In line with my recent thinking, there is also a key lesson here in how invested the photographer can be in the work and how this ultimately strengthens the output. This work feels close to the bone for van Agtmael, with a level of disclosure that seems to pull the reader in closer and again is instructive for me in terms of my recent struggle to be more honest in my own work, finding a way to give more of myself to the output, making it more personal and hopefully powerful as a result. As a Magnum photographer, van Agtmael could possibly be forgiven for resting on his laurels and simply milking his status in his field, but this work feels like he truly invested and that’s an example I must follow.

Gillian Wearing

Wearing’s work extends beyond the confines of strict photographic practice but has relevance for me in a couple of ways. Her project ‘Signs that say what you want them to say and not Signs that say what someone else wants you to say is strongly influential for me, particularly in terms of trying to disclose the innermost thoughts of people in a way that is not too traumatic for the subject or the viewer, something of course that I have been trying to do in inviting people to contribute their own experiences of solitude to my project. 

 

I'm Desperate - Gillian Wearing

I'm Desperate - Gillian Wearing

These apparently simple images exhibit a genius for revelation wrapped up in the supposedly quotidian, but of course it takes great skill to produce work that seems to be almost nonchalant and random in nature.

Wearing has also challenged the idea of representation, often using masks in her work to question the role of identity and the contested gaze. In many ways she manages to hide in plain sight, protected from true self-revelation by a closely-fitting mask that seems to allow her to be anyone else she pleases while remaining steadfastly her most private self. This idea of a conflicted identity is certainly one I recognise and one I feel plays a role in my own work. Seeing how Wearing has repeatedly explored this theme throughout her career is instructive.

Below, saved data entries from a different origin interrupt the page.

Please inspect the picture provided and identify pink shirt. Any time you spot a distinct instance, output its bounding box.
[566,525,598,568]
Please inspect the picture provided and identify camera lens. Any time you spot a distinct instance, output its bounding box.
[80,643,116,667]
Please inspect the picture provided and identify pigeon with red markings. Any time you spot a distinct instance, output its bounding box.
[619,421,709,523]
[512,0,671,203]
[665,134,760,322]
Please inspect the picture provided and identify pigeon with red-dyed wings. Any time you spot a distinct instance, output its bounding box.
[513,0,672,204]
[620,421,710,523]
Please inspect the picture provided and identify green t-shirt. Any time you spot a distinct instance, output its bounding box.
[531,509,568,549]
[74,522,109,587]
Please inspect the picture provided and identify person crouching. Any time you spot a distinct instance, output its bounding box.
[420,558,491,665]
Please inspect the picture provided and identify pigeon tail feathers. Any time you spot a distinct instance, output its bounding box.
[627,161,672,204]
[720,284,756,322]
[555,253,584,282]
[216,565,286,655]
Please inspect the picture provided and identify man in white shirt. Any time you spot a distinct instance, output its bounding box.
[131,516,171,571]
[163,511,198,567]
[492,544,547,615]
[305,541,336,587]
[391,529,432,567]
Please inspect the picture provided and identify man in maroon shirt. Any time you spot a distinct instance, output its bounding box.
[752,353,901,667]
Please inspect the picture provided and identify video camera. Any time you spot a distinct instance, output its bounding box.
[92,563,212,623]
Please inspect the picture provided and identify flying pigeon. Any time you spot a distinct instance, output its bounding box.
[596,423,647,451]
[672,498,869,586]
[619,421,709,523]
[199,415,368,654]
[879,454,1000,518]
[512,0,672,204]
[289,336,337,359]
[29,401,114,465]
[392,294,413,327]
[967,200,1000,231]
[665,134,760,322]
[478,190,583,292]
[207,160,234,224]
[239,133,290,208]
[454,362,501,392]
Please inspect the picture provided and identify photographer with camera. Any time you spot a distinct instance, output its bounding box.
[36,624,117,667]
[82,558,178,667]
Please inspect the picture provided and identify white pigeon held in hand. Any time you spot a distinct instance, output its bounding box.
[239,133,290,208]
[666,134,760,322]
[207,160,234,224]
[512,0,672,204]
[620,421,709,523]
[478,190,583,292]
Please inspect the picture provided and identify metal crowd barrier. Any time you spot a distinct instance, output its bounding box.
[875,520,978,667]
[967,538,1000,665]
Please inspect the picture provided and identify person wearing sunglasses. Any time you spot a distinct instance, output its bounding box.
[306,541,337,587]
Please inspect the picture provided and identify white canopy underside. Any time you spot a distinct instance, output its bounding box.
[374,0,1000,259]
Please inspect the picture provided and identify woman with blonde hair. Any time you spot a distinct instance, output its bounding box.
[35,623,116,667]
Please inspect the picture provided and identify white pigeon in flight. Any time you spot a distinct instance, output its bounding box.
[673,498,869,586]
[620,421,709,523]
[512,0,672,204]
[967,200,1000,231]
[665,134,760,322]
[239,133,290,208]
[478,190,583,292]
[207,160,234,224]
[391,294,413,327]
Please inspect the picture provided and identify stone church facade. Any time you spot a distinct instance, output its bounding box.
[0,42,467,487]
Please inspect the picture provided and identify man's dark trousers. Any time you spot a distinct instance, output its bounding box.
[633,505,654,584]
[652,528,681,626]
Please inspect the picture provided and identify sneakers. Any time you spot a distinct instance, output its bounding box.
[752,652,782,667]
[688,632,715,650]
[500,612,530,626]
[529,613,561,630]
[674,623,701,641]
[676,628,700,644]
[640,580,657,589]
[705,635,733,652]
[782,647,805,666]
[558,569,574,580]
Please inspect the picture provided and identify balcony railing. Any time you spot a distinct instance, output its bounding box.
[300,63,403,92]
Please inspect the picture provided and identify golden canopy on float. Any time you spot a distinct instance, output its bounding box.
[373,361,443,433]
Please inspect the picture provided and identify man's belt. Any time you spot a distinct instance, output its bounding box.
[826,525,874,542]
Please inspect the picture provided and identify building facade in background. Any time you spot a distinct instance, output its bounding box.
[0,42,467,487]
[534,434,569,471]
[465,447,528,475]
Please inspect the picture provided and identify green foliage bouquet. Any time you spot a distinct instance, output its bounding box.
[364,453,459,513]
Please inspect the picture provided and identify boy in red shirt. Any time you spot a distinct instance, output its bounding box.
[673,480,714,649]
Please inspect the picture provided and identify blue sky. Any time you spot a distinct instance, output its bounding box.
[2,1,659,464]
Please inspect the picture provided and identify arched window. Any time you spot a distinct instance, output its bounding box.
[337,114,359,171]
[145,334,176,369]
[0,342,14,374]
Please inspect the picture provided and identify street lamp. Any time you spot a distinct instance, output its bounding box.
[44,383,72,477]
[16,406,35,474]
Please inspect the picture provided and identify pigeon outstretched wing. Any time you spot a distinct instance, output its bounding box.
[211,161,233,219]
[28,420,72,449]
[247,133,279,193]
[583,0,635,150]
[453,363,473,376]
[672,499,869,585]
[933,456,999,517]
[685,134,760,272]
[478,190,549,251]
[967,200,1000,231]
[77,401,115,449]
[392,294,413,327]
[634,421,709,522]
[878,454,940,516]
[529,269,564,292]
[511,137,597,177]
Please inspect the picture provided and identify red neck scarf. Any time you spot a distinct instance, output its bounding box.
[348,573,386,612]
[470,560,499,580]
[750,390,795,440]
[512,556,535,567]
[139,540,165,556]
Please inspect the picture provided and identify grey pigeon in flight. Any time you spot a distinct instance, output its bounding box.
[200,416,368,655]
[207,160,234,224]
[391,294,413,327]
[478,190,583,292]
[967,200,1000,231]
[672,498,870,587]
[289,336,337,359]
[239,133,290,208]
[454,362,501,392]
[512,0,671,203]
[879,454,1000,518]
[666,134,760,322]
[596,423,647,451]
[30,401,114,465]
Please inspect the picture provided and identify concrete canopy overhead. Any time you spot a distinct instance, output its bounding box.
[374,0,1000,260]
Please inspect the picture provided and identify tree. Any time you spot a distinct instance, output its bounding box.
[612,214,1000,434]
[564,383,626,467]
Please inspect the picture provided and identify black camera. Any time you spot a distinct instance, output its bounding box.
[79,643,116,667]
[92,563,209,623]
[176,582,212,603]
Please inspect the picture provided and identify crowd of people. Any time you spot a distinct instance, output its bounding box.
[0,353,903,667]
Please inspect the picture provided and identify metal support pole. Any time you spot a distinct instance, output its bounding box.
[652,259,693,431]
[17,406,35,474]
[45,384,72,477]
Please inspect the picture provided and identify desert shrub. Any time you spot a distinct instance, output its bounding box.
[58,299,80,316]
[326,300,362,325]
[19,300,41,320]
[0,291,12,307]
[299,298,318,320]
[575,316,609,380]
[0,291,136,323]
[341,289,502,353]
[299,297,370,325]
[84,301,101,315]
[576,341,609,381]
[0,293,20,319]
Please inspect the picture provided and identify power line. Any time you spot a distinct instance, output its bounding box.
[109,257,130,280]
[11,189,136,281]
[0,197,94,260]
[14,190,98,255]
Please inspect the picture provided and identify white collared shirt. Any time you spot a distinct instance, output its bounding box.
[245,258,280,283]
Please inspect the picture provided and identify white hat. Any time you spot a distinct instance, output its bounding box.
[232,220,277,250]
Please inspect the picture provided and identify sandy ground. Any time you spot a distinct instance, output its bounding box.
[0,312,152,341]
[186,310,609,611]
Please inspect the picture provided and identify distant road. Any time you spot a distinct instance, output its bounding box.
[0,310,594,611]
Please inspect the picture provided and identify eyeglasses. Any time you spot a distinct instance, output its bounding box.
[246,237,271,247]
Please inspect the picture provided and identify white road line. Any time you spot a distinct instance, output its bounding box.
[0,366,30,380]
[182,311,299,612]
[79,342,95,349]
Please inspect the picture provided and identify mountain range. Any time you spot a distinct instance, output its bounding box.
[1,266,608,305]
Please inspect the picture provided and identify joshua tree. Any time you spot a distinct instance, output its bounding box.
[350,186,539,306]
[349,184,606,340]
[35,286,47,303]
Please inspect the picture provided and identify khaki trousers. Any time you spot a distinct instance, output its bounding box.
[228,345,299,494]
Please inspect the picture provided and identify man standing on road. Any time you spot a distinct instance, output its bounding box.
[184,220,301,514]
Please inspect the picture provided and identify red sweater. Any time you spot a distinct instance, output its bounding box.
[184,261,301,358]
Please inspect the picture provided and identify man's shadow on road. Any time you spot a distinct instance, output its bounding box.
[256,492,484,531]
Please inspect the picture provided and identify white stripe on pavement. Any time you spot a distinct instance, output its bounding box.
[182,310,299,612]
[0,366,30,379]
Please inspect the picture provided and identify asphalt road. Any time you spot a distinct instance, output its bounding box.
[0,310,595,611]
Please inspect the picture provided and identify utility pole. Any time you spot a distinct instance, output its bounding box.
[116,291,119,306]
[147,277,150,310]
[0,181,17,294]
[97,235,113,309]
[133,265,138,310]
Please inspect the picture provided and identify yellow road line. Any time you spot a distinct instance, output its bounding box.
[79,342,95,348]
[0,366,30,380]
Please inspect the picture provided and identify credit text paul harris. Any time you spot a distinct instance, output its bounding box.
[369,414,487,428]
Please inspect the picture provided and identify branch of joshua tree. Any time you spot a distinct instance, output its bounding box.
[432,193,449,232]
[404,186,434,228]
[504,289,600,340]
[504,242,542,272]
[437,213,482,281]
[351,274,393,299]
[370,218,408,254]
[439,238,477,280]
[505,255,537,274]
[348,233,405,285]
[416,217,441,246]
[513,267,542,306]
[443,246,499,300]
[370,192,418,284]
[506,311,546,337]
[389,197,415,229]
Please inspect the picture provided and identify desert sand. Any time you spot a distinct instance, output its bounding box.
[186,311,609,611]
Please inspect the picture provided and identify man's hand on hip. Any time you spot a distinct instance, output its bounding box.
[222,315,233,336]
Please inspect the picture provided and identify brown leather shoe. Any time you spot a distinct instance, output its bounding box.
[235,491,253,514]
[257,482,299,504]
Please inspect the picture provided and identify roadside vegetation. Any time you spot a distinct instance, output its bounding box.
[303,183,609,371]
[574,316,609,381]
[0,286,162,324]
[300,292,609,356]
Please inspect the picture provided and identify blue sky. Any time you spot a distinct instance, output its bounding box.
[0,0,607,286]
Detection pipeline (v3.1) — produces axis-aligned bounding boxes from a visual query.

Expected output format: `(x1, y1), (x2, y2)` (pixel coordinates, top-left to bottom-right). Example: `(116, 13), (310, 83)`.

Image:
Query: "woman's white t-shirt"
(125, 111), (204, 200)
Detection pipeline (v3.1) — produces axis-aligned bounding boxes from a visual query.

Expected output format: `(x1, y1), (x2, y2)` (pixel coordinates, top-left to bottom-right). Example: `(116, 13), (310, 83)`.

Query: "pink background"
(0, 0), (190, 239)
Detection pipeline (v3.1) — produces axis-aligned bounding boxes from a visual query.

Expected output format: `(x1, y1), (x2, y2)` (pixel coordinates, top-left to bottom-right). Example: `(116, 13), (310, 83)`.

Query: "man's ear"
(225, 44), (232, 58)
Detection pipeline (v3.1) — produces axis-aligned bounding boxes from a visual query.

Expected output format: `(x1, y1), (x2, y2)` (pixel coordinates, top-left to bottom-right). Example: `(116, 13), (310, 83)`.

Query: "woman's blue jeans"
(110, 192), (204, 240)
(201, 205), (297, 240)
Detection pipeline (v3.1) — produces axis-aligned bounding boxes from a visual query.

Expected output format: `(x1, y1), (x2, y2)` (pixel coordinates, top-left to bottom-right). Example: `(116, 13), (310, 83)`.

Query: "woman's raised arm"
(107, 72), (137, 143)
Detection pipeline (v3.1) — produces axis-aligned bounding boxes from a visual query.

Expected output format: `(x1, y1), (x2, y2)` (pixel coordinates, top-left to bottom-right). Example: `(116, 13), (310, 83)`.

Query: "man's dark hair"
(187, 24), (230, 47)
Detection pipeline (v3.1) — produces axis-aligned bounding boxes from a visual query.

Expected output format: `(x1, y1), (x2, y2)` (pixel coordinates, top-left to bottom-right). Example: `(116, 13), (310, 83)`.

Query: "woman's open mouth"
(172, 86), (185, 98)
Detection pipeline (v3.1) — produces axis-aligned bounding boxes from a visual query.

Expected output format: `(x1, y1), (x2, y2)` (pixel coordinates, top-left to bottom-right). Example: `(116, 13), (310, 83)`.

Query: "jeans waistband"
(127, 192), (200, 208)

You can see more of her work here:

Another aspect of her practice that is relevant to me is her willingness to work in various media. She has often created video projects, something I’m also hoping to move into in the near future, and this reflects a versatility that only enhances her relevance in the contemporary art marketplace. This multi-skilled approach is important to improve your chances of being able to carve out a niche for oneself in this harsh economic climate.